The study revealed that the selected C. albicans isolates (M-207 and S-470) exhibited significant resistance to fluconazole (25 mcg) and caspofungin (8 mcg). However, the aqueous extracts of garlic, clove, and Indian gooseberry demonstrated notable antimycotic activity against these MDR isolates. The aqueous garlic extract showed the strongest inhibitory effect against both M-207 and S-470 biofilms, achieving a 50% reduction in growth (MIC50) within 12 hours of incubation at concentrations of 1 mg/mL for M-207 and 1.25 mg/mL for S-470. Clove and Indian gooseberry extracts were also effective against S-470 biofilms, with MIC50 values of 0.215 mg/mL and 0.537 mg/mL, respectively, at 12 h. HPTLC and LC-MS analysis confirmed the presence of allicin in garlic, ellagic acid in clove, and gallic acid in Indian gooseberry extracts. Microscopic observations revealed significant morphological alterations in the biofilms following treatment with the aqueous extracts. Treated biofilms exhibited reduced biomass, altered cell arrangements, and decreased extracellular matrix compared to untreated controls. The MTT assay further confirmed the reduction in cell viability following treatment with the aqueous spice extracts, with the greatest effect observed at 12 hours of incubation. Notably, even visual inspection of treated biofilm cultures in Petri dishes revealed less turbidity and reduced biofilm formation on glass slides, indicating the efficacy of these extracts.

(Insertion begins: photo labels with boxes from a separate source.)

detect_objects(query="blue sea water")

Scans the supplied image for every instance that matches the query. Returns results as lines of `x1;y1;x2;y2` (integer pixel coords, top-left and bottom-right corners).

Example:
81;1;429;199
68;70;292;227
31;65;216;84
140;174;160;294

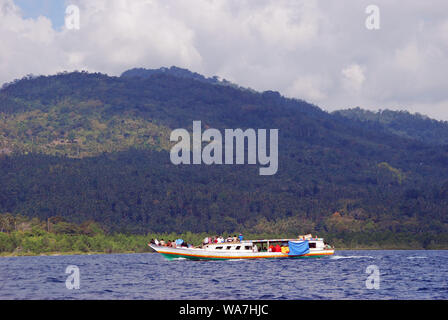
0;250;448;300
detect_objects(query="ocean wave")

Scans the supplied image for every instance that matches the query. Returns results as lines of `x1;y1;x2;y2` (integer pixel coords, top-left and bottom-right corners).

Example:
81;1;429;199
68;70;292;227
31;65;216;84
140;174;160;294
330;256;373;260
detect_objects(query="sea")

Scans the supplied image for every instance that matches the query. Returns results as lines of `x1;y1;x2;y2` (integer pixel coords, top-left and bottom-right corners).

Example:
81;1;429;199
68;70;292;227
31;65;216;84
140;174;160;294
0;250;448;300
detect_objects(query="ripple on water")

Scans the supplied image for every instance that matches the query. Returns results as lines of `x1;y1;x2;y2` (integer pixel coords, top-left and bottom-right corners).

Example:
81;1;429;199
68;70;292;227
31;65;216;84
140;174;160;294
0;251;448;300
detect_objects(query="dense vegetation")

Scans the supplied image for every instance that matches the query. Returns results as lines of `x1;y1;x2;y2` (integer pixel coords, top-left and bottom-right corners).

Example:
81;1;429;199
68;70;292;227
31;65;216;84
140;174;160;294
0;69;448;247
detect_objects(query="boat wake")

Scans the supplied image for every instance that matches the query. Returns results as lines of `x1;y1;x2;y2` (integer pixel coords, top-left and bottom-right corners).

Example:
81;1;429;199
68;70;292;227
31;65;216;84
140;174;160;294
330;256;373;260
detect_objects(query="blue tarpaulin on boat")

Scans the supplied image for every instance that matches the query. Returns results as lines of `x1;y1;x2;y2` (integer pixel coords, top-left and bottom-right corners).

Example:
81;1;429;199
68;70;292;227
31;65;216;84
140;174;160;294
288;240;310;256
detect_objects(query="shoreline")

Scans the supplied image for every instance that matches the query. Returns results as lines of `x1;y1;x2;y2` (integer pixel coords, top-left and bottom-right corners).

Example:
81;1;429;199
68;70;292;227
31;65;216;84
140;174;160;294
0;248;448;258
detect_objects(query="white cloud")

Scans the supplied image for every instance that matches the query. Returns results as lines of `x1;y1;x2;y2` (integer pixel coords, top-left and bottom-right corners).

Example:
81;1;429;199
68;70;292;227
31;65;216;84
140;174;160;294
0;0;448;119
341;64;366;93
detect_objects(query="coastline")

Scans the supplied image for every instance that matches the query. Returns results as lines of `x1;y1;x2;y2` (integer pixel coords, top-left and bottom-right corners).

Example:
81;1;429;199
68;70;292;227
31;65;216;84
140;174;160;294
0;248;448;258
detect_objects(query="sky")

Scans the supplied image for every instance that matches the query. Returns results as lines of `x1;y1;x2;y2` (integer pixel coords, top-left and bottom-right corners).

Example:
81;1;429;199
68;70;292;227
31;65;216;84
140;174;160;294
0;0;448;120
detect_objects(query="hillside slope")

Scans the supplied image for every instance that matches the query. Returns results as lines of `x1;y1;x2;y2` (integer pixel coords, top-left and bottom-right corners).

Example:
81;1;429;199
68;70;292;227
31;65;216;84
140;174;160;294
0;69;448;245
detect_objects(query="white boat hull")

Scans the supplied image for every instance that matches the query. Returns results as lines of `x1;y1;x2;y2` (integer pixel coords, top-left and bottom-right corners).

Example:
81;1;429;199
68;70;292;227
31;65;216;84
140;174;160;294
151;244;334;260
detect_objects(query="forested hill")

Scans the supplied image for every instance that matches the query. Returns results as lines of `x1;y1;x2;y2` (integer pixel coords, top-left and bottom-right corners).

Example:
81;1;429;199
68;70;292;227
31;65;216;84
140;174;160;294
0;72;448;246
333;107;448;145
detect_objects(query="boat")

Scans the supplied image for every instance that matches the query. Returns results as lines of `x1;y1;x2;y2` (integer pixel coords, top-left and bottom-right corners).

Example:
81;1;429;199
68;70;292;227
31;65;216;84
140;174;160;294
148;236;334;260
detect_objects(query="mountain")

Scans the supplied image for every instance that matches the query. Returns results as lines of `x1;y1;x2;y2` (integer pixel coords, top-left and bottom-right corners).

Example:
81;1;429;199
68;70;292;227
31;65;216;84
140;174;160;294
333;107;448;145
121;66;244;89
0;68;448;246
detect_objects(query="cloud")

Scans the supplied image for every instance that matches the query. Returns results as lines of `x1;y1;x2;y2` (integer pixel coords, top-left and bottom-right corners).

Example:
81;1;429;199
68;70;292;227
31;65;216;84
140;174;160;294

The findings of this study strongly support the potential of using aqueous extracts of garlic, clove, and Indian gooseberry as alternative antimycotics to combat MDR C. albicans biofilms. The observed inhibitory effects, coupled with the identification of major bioactive compounds, provide a strong foundation for further research. The efficacy of these extracts against MDR isolates is particularly significant, given the increasing clinical challenge posed by drug resistance. The ease of preparation, low cost, and generally recognized safety of these spice extracts make them attractive candidates for the development of novel antifungal therapies. The observed morphological changes in biofilms further suggest a potential mechanism of action involving disruption of biofilm architecture and cell viability. Future research should focus on the purification and characterization of the active compounds within these extracts to optimize their antifungal activity and explore potential synergistic effects with existing antifungal agents. In vivo studies are crucial to validate the effectiveness of these extracts and to evaluate their safety and efficacy in treating C. albicans infections in animal models.

This study provides compelling evidence for the potential of using aqueous extracts from garlic, clove, and Indian gooseberry to control drug-resistant C. albicans biofilms. The extracts demonstrated significant antimycotic activity, identified bioactive compounds, and showed visible biofilm disruption. This research paves the way for further investigation towards developing safe and cost-effective alternative therapies for Candida infections, potentially leading to novel treatments and formulations (tablets, injections, powders, sprays, douches, and coated catheters).

The study primarily focused on in vitro investigations, and further in vivo studies are needed to confirm the findings. The use of whole aqueous extracts limits the precise identification and quantification of all bioactive compounds responsible for the observed effects. Additional research is necessary to optimize extraction methods and explore the potential synergistic effects with existing antifungal treatments. The study used a limited number of clinical isolates, and a more comprehensive analysis involving diverse strains would strengthen the conclusions.